Corpus import

    In this tutorial, you will learn how to import images and metadata in Arkindex.

    Corpus description🔗

    As an example, you will import the Pellet dataset from the Europeana 1914-1918 collection.

    The corpus contains 471 scanned documents related to Casimir Marius PELLET, a French soldier during World War I.

    The documents are written in French and include various content types, such as campaign diaries, photographs, and postcards. Each document has been transcribed by volunteers and includes descriptive metadata. We have selected this corpus as it covers a large variety of document, while still being relatively small to avoid complexity due to large annotation and training needs.

    Documents from the Pellet corpus
    Documents from the Pellet corpus

    Of course you may import your own data directly in Arkindex, using file uploads. Arkindex supports images, PDFs, METS, ALTO, ZIP archive compatible with Transkribus, ...

    Create a project in Arkindex🔗

    Information

    This section expects you to have an Arkindex account. Learn how to register here.

    Log in to Arkindex by entering your email and password.

    On the front page, you will find an empty corpus entitled My Project. We will publish the data from Europeana in this corpus. Alternatively, you can create a new project by clicking on the New Project button at the top right of the page. Note that this corpus is personal and can only be accessed by you.

    To edit your project name and and description:

    • Click on My Project
    Select your project
    Select your project
    • Go on your project information page
    Go to your project information page
    Go to your project information page
    • Edit your project's name and description and click on Update
      • Name: Europeana | Pellet
      • Description: Corpus from [Europeana](https://europeana.transcribathon.eu/documents/story/?story=121795)
    Edit your project's name and description
    Edit your project's name and description

    Import data to Arkindex🔗

    Two steps are required to import the corpus in Arkindex:

    1. Extract the data from Europeana (images, transcriptions and metadata)
    2. Publish it to your Arkindex project
    Information

    You will need Python 3.10 and a shell environment (we recommend Ubuntu or Mac OS X)

    We have released a Python package named arkindex-scrapers to help you achieve these steps. To install it to your environment, run:

    pip install teklia-scrapers
    

    Data extraction🔗

    To extract data from the Europeana website, you need to specify two arguments:

    • --story_id: the Europeana identifier for the Pellet corpus ("121795")
    • --output_dir: the directory in which the corpus will be extracted ("pellet_corpus")
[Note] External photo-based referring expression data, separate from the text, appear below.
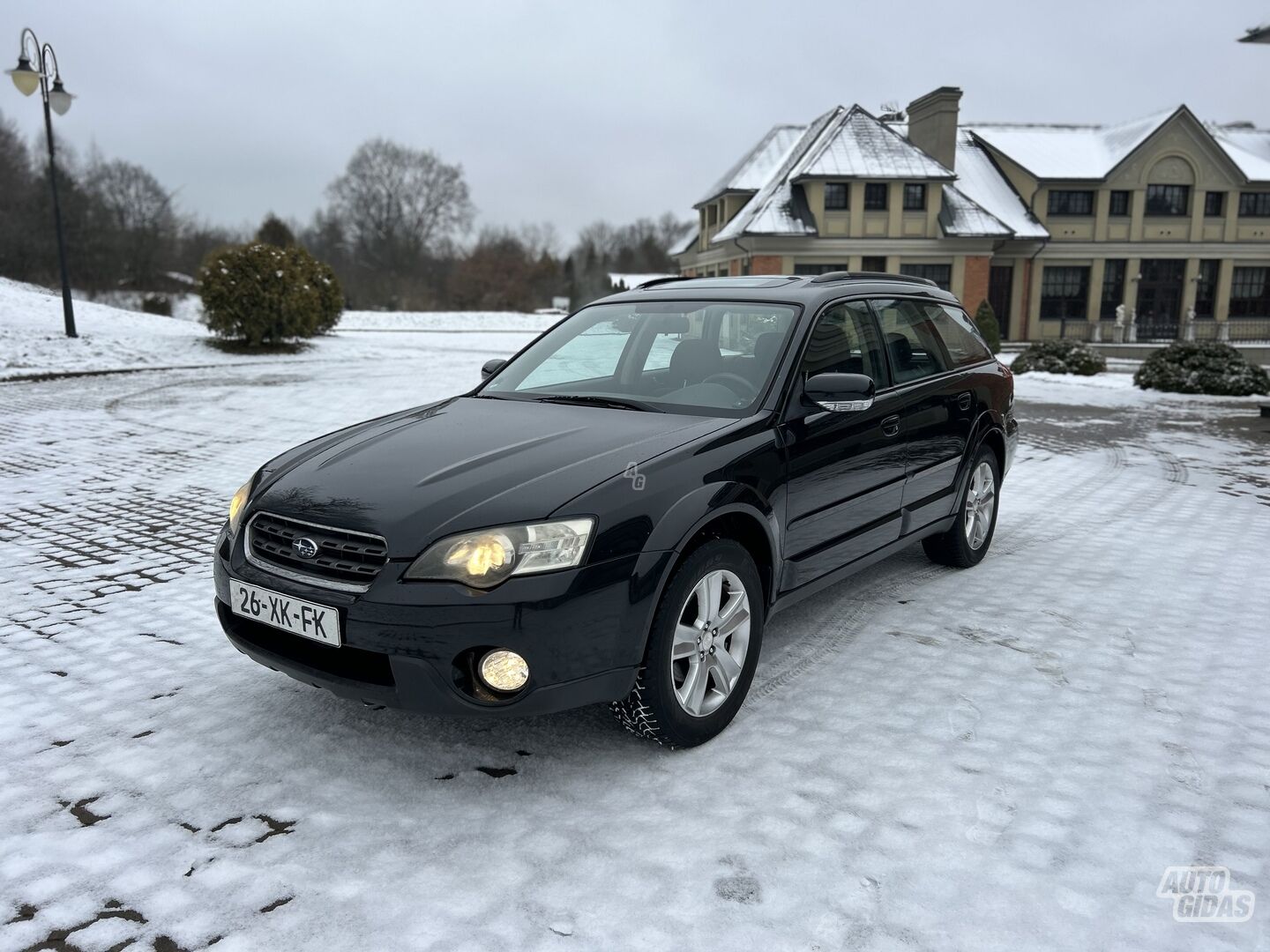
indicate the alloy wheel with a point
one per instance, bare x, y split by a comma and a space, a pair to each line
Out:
712, 637
981, 502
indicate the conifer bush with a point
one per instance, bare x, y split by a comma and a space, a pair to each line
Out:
1206, 367
1061, 357
260, 294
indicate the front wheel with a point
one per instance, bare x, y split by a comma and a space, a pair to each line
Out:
967, 542
701, 651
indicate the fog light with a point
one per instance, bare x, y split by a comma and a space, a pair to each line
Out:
503, 671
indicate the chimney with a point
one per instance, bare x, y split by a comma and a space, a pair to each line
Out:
932, 123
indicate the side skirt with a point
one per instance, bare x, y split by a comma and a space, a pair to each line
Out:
794, 596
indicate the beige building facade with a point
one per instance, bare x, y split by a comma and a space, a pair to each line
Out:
1166, 217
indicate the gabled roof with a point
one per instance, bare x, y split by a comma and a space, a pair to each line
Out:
979, 179
758, 164
859, 145
1070, 152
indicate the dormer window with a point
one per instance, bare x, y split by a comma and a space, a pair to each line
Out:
1168, 199
915, 197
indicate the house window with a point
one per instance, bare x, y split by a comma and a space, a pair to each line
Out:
1068, 202
940, 273
818, 268
1206, 286
915, 197
1113, 288
1168, 199
1254, 205
1250, 292
1064, 292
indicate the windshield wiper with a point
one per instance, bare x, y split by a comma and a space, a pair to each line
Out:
612, 403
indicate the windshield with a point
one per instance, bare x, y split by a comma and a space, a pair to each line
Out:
709, 358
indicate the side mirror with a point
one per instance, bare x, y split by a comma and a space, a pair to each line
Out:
840, 392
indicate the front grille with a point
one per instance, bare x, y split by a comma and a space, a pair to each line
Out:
344, 560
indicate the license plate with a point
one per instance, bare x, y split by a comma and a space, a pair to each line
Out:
285, 612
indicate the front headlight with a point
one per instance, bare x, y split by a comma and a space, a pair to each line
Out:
238, 504
488, 557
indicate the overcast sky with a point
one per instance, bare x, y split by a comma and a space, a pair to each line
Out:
569, 112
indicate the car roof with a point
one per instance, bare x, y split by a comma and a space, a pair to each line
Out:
810, 290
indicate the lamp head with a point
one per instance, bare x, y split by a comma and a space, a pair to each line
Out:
25, 78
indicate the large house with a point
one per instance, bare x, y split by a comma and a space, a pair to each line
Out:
1056, 227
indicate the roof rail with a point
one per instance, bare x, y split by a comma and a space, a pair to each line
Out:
661, 280
871, 276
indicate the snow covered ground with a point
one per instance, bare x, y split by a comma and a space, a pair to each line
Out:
998, 759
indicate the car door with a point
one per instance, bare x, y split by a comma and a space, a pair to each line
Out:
930, 362
845, 471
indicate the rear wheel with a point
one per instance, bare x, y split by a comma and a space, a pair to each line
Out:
701, 651
967, 542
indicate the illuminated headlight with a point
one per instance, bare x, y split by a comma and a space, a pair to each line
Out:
488, 557
238, 504
503, 671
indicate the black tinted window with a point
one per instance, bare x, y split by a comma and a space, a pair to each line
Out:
845, 340
912, 342
959, 335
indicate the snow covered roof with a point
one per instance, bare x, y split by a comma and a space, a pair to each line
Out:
981, 181
859, 145
1070, 152
1249, 149
758, 164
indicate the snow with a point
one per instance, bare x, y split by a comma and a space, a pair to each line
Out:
34, 343
996, 759
759, 163
859, 145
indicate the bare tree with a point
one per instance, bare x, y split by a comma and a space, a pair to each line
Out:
136, 219
397, 204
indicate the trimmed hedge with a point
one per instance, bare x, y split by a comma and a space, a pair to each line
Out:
259, 294
1206, 367
1061, 357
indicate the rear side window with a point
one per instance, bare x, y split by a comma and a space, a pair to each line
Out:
959, 335
845, 340
912, 342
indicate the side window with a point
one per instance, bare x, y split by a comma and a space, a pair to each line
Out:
845, 340
912, 343
959, 335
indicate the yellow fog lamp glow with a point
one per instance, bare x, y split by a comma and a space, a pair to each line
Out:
503, 671
238, 504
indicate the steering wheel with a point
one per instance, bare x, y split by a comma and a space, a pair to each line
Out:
735, 383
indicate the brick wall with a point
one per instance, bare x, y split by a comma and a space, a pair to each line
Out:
975, 288
765, 264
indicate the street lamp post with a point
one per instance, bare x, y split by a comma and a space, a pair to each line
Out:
28, 79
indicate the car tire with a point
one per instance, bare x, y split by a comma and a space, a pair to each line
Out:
696, 649
968, 541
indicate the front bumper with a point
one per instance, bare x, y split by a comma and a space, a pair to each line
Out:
407, 643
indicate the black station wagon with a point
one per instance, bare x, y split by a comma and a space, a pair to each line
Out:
614, 514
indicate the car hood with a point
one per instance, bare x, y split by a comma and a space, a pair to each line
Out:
465, 464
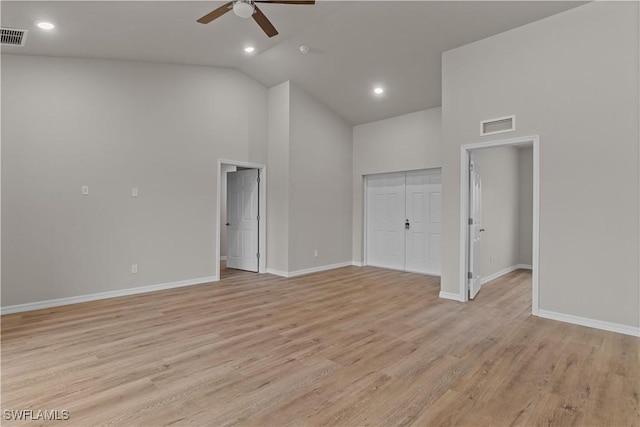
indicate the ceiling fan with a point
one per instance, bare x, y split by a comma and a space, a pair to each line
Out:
248, 8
    Running the following command will start the import:

    scrapers eu-trans --story_id 121795 --output_dir pellet_corpus/
    
    Warning

    The command should take about 2 hours to complete, depending on your network connection and the current availability of Europeana. If you do not have that much time, you can download the data directly from this link.

    Once the extraction is done, you will find a JSON file named 121795.json in the directory named pellet_corpus/.
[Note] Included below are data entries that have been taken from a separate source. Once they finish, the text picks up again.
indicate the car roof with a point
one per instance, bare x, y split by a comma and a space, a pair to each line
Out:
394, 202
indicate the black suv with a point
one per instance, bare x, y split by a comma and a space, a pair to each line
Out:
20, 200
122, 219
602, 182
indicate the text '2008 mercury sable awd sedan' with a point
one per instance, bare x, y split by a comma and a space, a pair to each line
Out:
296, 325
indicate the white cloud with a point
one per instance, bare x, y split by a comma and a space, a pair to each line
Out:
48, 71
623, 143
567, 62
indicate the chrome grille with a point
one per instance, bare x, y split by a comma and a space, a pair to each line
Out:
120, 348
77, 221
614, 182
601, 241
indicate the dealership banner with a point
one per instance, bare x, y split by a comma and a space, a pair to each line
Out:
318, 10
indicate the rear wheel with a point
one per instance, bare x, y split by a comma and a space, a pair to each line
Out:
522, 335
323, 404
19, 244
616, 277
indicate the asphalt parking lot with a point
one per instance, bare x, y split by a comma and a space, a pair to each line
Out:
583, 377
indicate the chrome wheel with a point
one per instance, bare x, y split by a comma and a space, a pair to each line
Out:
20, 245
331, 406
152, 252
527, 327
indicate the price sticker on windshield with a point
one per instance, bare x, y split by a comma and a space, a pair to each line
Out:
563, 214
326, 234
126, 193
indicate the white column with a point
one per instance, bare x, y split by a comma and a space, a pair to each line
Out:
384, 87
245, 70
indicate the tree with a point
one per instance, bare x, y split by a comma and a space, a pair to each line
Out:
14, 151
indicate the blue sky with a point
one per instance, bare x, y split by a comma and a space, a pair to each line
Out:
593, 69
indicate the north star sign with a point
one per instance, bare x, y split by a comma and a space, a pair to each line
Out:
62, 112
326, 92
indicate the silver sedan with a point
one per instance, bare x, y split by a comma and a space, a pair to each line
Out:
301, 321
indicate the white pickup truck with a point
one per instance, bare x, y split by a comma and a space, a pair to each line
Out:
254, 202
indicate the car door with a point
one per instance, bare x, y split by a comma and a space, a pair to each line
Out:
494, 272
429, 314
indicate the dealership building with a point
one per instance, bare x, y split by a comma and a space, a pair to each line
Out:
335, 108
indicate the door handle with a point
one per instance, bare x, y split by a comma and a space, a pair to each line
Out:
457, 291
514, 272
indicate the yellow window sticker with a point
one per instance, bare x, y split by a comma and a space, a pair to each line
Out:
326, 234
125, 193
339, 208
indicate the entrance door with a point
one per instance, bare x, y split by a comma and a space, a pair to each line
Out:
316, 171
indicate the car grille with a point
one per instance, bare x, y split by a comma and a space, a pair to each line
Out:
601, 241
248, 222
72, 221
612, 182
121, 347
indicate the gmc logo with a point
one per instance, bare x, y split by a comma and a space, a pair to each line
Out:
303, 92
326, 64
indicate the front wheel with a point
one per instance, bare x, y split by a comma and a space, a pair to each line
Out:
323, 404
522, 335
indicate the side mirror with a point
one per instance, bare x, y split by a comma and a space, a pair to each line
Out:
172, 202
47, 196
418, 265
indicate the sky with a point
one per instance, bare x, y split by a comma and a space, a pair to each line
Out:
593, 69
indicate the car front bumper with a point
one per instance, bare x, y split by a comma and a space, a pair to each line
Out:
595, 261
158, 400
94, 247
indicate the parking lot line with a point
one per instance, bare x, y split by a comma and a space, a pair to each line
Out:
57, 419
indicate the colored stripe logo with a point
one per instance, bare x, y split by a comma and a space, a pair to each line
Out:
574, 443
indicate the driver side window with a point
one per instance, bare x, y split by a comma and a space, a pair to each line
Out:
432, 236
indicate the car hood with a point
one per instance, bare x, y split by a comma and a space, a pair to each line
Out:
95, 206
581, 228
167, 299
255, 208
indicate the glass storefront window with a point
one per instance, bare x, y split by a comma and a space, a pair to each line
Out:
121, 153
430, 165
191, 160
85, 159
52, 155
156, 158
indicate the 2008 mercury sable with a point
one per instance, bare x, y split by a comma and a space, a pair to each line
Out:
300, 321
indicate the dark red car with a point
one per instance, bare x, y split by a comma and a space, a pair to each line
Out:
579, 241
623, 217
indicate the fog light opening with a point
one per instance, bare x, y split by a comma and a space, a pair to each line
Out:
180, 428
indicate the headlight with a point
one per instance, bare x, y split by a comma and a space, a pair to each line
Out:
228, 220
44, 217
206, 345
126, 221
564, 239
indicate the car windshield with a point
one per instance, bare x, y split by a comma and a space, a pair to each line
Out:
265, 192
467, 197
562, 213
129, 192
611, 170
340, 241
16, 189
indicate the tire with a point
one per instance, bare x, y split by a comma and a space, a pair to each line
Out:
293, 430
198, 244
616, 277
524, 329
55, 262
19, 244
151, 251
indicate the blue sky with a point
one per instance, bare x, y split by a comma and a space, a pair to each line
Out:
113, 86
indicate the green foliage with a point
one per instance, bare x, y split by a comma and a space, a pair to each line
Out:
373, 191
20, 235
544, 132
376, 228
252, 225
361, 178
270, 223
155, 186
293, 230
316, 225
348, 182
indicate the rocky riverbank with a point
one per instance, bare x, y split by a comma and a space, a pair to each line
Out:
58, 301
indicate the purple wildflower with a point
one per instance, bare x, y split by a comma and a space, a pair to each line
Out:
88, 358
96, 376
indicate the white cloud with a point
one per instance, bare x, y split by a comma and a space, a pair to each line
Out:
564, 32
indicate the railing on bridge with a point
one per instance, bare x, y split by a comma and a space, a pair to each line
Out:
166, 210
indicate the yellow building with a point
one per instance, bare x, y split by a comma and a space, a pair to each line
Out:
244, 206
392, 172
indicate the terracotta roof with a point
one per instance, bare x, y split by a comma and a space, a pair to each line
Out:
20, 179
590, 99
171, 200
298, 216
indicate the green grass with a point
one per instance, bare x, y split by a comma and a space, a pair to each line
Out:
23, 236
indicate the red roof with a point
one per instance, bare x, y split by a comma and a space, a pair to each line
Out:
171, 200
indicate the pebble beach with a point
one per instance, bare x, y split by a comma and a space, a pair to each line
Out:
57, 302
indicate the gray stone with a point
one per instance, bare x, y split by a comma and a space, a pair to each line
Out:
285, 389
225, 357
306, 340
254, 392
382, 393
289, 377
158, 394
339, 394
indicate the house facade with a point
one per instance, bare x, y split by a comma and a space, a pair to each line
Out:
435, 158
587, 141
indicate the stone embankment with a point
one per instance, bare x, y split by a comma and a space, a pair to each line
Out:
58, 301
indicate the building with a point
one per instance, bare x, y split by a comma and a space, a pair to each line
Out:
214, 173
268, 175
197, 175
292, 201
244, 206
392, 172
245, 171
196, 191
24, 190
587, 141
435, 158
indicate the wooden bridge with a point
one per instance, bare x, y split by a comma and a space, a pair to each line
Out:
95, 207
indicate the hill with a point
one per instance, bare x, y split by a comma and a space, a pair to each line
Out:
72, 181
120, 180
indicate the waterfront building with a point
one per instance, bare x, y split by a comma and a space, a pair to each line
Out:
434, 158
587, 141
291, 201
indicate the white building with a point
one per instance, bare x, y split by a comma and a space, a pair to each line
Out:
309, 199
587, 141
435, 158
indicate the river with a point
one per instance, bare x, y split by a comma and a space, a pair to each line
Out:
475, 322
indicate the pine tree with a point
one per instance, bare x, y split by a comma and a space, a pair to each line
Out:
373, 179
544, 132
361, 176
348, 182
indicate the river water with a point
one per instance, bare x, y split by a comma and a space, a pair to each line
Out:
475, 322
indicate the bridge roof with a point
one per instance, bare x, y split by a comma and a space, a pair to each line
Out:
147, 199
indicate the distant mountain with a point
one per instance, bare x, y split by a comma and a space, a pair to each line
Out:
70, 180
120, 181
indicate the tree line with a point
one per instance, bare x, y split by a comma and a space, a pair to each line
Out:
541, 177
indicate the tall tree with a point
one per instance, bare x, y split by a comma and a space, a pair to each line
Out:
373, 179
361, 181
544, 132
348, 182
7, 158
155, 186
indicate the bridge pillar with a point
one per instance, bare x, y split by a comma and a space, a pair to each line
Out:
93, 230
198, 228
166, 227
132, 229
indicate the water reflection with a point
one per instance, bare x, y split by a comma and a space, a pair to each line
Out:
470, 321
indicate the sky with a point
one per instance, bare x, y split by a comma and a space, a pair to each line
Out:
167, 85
    Publication to Arkindex🔗

    Then, you can use the scrapers publish command to publish the data to Arkindex.

    You will need to provide the following arguments:

    • arkindex-api-url: The Arkindex instance in which you wish to import the corpus. By default, you should use https://demo.arkindex.org/.
    • arkindex-api-token: Your API token. If you do not know your API token, refer to this page.
    • --corpus-id: The UUID of the Arkindex project created in the previous step. This value can be copied from your Arkindex project details page, just below its name.
    Find your project's UUID on Arkindex
    Find your project's UUID on Arkindex
    • --worker-run-id: The worker run UUID that will be used to import the data. Refer to this page to create your own worker run.
    • --folder-type: The type of the top level element ("folder")
    • --page-type: The type of the child level elements ("page")
    • --report: The path to the JSON report file ("report.json")
    • folder: The path to the local directory containing the 121795.json JSON file, generated using the previous command ("pellet_corpus/")
    scrapers publish --folder-type folder \
                     --page-type page \
                     --report report.json \
                     --corpus-id aaaaaaaa-bbbb-cccc-dddd-eeeeeeeeeeee \
                     --arkindex-api-url https://demo.arkindex.org/ \
                     --arkindex-api-token aaaaaaaa-bbbb-cccc-dddd-eeeeeeeeeeee \
                     --worker-run-id aaaaaaaa-bbbb-cccc-dddd-eeeeeeeeeeee
                     pellet_corpus/ 
    

    Once the import is finished, you should be able to navigate through the folder named PELLET casimir marius in Arkindex:

    The Pellet corpus in Arkindex
    The Pellet corpus in Arkindex

    Data partitioning🔗

    To train Machine Learning models on this corpus, you need to split the corpus in three sets for training, validation and evaluation:

    • 321 page elements (around 75% of the corpus) in the train set (used for model training)
    • 50 page elements (around 12.5% of the corpus) in the val set (used for model validation)
    • 50 page elements (around 12.5% of the corpus) in the test set (used for model evaluation)

    Dataset creation🔗

    First, you need to create an Arkindex Dataset. To do that, go to your corpus, then click on Actions > Project information > Datasets > +. Enter a description of this dataset, and set the following set names:

    • train,
    • val,
    • test.
    Create the dataset
    Create the dataset

    We also recommend that you create three folders inside the PELLET casimir marius folder, named train, val, and test. To create a folder, click on Actions, then Add folder and enter the name of your folder.

    Create three folders
    Create three folders

    Add pages to a dataset set🔗

    To add 50 random pages to a the test set of your Dataset, follow these steps:

    1. Go to the folder named PELLET casimir marius
    2. Select 50 random pages
    • Filter elements by type page and sort them by Random order
    Filter pages and sort randomly
    Filter pages and sort randomly
    • Click on Display > Pagination size and set it to 50
    Update pagination size
    Update pagination size
    • Select 50 pages by clicking on Actions > Select all displayed elements
    Select all displayed elements
    Select all displayed elements
    1. Add these pages to your Dataset
    • Go to the Selection page
    Selection
    Selection
    • Click on Actions > Add to a dataset, then select the test set of your Dataset
    The Pellet dataset imported in Arkindex
    The Pellet dataset imported in Arkindex
    1. Move these elements to the test folder
    Move elements to the test folder
    Move elements to the test folder

    Repeat these steps for the val set.

    Finally, select all the remaining page elements and add them to the train set and folder.

    Visualize your dataset🔗

    Click on the Dataset name to visualize its content:

    The Pellet dataset imported in Arkindex
    The Pellet dataset imported in Arkindex

    Next steps🔗

    As you can see, transcriptions on this corpus are available at page-level.

    You can now annotate text lines and illustrations. This will provide you ground truth data to train a segmentation model on Arkindex.